Le Credit Suisse, à lui tout seul, va devoir alléger son enveloppe de primes annuelles de 1,2 milliard de dollars.

Le Credit Suisse, à lui tout seul, va devoir alléger son enveloppe de primes annuelles de 1,2 milliard de dollars. - FABRICE COFFRINI - AFP

Conséquence des très mauvaises performances du secteur bancaire européen depuis le début de l’année, les bonus s’annoncent moindres que les années précédentes pour les banquiers.

2,5 milliards de dollars de moins! L’enveloppe globale des bonus accordés aux banquiers du secteur financier européen s’annonce bien moins juteuse cette année. En cause, la forte baisse des titres en bourse, étant donné que la plupart de ces primes sont libellées en action.

Au milieu d’une vaste et coûteuse restructuration pour garder de la profitabilité, dans cet environnement de taux très bas, sous le coup de milliards de dollars de sanctions dans divers litiges avec les régulateurs, et avec la panique déclenchée par le vote en faveur du Brexit en juin dernier, les baisses sont spectaculaires.

Les Français moins mal lotis

Avec une baisse de 43% depuis le début de l’année, les bonus vont être réduit de 590 millions de dollars chez Deutsche Bank. Et à -42% pour l’action, ceux du Credit Suisse passent littéralement à la moulinette: 1,2 milliard de dollars en moins. Les banquiers ne sont guère mieux lotis chez Barclays ou UBS.

Le bilan est un peu moins douloureux pour les cadres bénéficiaires du côté des grandes banques françaises, dont le recul est moins prononcé (-20% depuis le début de l’année), grâce à une exposition moins forte aux activité de marché. Mais il est clair que là aussi les bonus en seront d’autant réduits. On s’attend sur les marchés à la pire année en la matière depuis 2011.

Raisons structurelles

Du côté des grandes banques britanniques, touchées de plein fouet par les perspectives du Brexit, l’enveloppe sera réduite de 25% au moins, avec des suppressions pures et simples à certains postes précis.

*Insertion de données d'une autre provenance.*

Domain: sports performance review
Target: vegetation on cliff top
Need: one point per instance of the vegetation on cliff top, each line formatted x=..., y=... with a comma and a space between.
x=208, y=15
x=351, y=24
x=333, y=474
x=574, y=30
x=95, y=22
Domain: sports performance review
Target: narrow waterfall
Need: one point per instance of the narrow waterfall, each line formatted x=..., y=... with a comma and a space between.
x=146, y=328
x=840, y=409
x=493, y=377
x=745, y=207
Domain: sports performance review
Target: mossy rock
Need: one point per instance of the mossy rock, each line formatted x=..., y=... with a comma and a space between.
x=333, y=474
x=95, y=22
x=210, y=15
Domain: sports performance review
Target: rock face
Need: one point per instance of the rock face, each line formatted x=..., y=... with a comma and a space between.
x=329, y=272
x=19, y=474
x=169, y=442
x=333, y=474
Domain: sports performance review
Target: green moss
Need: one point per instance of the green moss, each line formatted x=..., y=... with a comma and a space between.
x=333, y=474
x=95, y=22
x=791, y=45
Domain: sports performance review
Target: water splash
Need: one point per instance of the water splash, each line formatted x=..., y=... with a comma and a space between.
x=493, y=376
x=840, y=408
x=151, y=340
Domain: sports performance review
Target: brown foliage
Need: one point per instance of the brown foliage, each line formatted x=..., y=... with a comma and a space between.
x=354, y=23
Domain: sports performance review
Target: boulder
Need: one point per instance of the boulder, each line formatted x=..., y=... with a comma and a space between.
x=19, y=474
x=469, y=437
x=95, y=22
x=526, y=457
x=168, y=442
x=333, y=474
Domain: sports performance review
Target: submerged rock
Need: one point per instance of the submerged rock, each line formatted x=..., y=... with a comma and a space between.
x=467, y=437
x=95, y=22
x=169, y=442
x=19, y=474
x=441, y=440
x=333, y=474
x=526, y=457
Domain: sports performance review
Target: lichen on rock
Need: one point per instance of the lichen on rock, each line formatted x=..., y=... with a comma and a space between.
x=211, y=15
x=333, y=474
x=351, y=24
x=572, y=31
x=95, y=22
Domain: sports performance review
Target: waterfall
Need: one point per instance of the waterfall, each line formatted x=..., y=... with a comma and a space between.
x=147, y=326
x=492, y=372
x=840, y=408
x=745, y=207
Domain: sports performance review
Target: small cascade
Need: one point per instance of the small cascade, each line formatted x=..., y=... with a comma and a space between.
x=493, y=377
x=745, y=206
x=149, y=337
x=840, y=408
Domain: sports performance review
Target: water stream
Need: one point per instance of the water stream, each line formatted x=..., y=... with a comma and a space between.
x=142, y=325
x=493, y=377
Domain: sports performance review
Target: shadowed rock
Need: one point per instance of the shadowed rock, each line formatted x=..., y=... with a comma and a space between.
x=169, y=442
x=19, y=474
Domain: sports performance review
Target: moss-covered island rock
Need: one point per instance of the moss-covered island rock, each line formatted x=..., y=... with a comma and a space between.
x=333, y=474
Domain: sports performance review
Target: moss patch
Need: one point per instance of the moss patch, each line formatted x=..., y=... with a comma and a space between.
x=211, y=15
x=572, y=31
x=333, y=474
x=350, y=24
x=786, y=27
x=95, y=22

La baisse du cours de bourse n’est pas la seule explication de cette cure d’austérité. Auparavant, les banques pouvaient accorder plus librement une part de leurs bénéfices ou de leur cash aux primes des salariés les plus méritants. Ce qui permettait parfois, malgré de mauvaises performances boursières ou fondamentales, de garder un niveau de bonus intéressant pour les banquiers.

Perte d’attractivité

Mais les nouvelles réglementations à l’échelon mondial concernant le secteur bancaire sont passées par là. "Depuis leur adoption", note Jon Terry, associé au cabinet Price Waterhouse Coopers, "les nouvelles règles bancaires lient de plus en plus le versement des bonus à la performance boursière et aux niveaux de bénéfices." D’où des enveloppes de moins en moins conséquentes.

Risque de se poser un nouveau problème structurel, s’il en était besoin, pour le secteur bancaire. Car après des coupes claires massives dans les effectifs (500.000 suppressions de postes dans l’ensemble de l’industrie selon Bloomberg), et une période de taux d’intérêt plancher ou négatifs qui constitue un casse-tête en termes de rentabilité, va se poser en plus un problème d’attractivité.

Un défi de plus

Comment séduire les nouveaux talents, alors que les bonus et les primes constituent l’essentiel de l’intérêt des métiers de la finance? "La valeur des primes devient de plus en plus volatile et fragile", observe Stéphane Rambossom, associé au cabinet de chasseurs de têtes DHR.

"Et ça devient une raison de plus pour certains candidats potentiels de se tenir à l’écart, car les carrières y sont pareillement volatiles, et financièrement moins intéressantes qu’avant", ajoute-t-il. Un défi vital de plus pour la finance internationale ces prochaines années.